Os meninos franziram as sobrancelhas e se entreolharam.
— Sempre quis saber como elas se divertem na cozinha sem fazer bagunça – Arthur disse.
Léa, que estava entrando na sala carregando os refrigerantes, riu, abandonando as garrafas na mesa central e se jogou em cima do pseudo-namorado.
— Se você não fizesse tanta bagunça sempre que entra nela, já podia ter descoberto.
Catarina e Belinda vieram logo atrás, cada uma segurando uma pizza. Elas colocaram ao lado das garrafas que Léa levara e, logo, os oito estavam sentados ao chão, com um pedaço gorduroso de pizza nas mãos.
— Ao menos Fabrício prestou pra alguma coisa hoje – Pedro murmurou, com a boca cheia.

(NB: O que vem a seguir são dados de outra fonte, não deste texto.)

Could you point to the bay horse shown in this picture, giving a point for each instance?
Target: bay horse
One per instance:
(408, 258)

Belinda deu-lhe um tapa na cabeça dele – Ai! – Ele resmungou. – Tô falando que o diabo fez porra nenhuma hoje além de se agarrar com a Catarina e pegar pizzas.
Catarina corou, ficando da cor dos cabelos. Fabrício apenas deu de ombros e voltou a comer.
— Aceito isso. – Fabrício disse. – Posso conviver só com Catarina e pizzas. – Ele sorriu pra garota, que revirou os olhos, ignorando-o pelo seu pedaço de comida.
— Hm... Acho que Catarina consegue viver só com pizzas, Fabrício – Belinda zoou.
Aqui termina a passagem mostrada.